La reprise de larges extraits d’un documentaire sans autorisation ne peut être justifiée par la liberté d’expression et le droit de citation

Au secours, l’arrêt Utrillo revient !

Nous attirons votre attention sur ce petit jugement du Tribunal judicaire de Paris du 8 septembre 20231 qui nous ramène 20 ans en arrière au fameux arrêt Utrillo de la Cour de cassation2. Une occasion de rappeler qu’il ne sert à rien de s’escrimer à invoquer la liberté d’expression ou le droit de citation pour justifier la reprise sans autorisation de larges extraits d’un documentaire dans le cadre d’un reportage.

Retour sur les faits : mise à l’écart du droit qui ne fait pas l’objet de discussions

Les faits sont d’une grande simplicité. M. [P] [C] est l'auteur d'un film documentaire intitulé « Mont Blanc, noir de monde ? » qu'il a réalisé entre 2016 et 2018 et qu'il a divulgué sous son nom sur la plateforme Youtube le 23 janvier 2018.

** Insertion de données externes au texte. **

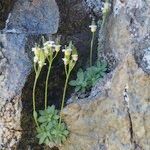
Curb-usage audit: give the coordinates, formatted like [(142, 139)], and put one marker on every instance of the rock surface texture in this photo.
[(116, 116), (26, 18)]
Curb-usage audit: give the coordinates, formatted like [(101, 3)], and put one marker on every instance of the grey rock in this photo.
[(25, 19)]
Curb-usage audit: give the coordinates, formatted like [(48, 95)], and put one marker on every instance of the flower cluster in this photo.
[(39, 56), (70, 55), (93, 26), (46, 52), (106, 7)]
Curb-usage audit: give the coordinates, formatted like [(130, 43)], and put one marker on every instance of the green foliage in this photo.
[(86, 79), (50, 131)]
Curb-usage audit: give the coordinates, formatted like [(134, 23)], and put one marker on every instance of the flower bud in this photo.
[(57, 48), (65, 61), (41, 64), (106, 7), (49, 43), (93, 28), (67, 51)]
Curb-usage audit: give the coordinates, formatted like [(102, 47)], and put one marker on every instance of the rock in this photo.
[(27, 18), (116, 114), (34, 17)]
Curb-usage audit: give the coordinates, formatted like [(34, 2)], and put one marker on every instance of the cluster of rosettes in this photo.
[(70, 54), (46, 52), (50, 49), (93, 26)]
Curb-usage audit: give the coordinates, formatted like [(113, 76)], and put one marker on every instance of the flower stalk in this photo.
[(93, 27), (70, 59)]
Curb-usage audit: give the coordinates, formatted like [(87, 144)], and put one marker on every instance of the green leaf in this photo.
[(73, 83), (77, 88), (42, 138), (42, 119), (35, 114), (47, 141)]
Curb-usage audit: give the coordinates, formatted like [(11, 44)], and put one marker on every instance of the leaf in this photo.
[(73, 83), (77, 88), (41, 119)]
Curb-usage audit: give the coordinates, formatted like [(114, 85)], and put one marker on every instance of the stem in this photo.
[(46, 85), (34, 105), (64, 94), (91, 51)]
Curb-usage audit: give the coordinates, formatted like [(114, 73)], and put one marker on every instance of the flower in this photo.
[(35, 50), (41, 64), (67, 51), (93, 28), (65, 60), (106, 7), (75, 57), (57, 48), (35, 59), (49, 44), (46, 51)]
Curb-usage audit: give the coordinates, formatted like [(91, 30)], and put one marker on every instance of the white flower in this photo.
[(106, 7), (46, 51), (65, 61), (93, 28), (35, 50), (41, 64), (57, 48), (49, 43), (75, 57), (35, 59)]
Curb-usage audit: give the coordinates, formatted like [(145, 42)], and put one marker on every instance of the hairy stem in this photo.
[(91, 50), (64, 94), (46, 84)]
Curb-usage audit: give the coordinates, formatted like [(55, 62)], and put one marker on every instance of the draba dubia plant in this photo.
[(50, 128), (93, 28), (88, 78), (105, 12)]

Le 6 août 2018, la société France télévisions a diffusé à la télévision, durant le journal de 20 heures, un reportage intitulé Mont Blanc, victime de son succès dans lequel sont reproduits des extraits modifiés du documentaire de M. [C].

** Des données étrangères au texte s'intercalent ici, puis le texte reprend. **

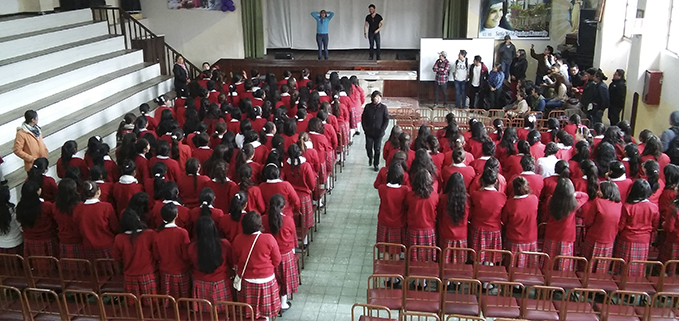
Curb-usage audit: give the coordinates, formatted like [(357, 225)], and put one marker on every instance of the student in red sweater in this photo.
[(188, 183), (519, 217), (282, 227), (421, 205), (36, 217), (391, 218), (638, 220), (601, 217), (168, 250), (70, 238), (134, 247), (256, 257), (211, 262), (301, 176), (486, 206), (560, 229), (97, 221), (453, 213)]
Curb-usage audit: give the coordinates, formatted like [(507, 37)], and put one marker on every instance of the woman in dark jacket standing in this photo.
[(617, 91), (375, 120)]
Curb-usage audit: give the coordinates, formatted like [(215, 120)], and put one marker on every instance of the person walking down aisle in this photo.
[(322, 20), (375, 122), (373, 24)]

Le 17 avril 2019, le conseil de M. [C] a mis en demeure la société France télévisions de réparer le préjudice résultant de cette contrefaçon de ses droits d'auteur. La société France télévisions a répondu que l'utilisation des extraits litigieux, à les supposer protégeables par le droit d'auteur, s'inscrivait dans sa mission d'information et respectait les conditions de l'exception de courte citation.

Le 4 septembre 2018, une capsule vidéo a été publiée sur la page Facebook de la chaîne France info, éditée par la société France télévisions, et essentiellement constituées d'extraits du documentaire de M. [C], différemment montés et sans mentionner son nom. Le second conseil de M. [C] a réitéré la mise en demeure. N’étant pas parvenu à trouver un accord, il a assigné en contrefaçon de droit d’auteur et parasitisme économique (point que nous n’aborderons pas3). Le tribunal commence par relever, ce qui n’appelle pas de commentaires particuliers, que le documentaire litigieux est bien une œuvre originale, que le titulaire du droit est le réalisateur au sens de l’article L. 113-7 du CPI et qu’il y a bien une reproduction partielle de cette œuvre de l’esprit (voir l’article L. 122-4) dans la reprise des extraits du documentaire. L’intérêt de l’arrêt se trouve dans les exceptions avancées par France Télévision. La chaîne de télévision avançait deux arguments : celui de la liberté d’expression et celui du droit de citation.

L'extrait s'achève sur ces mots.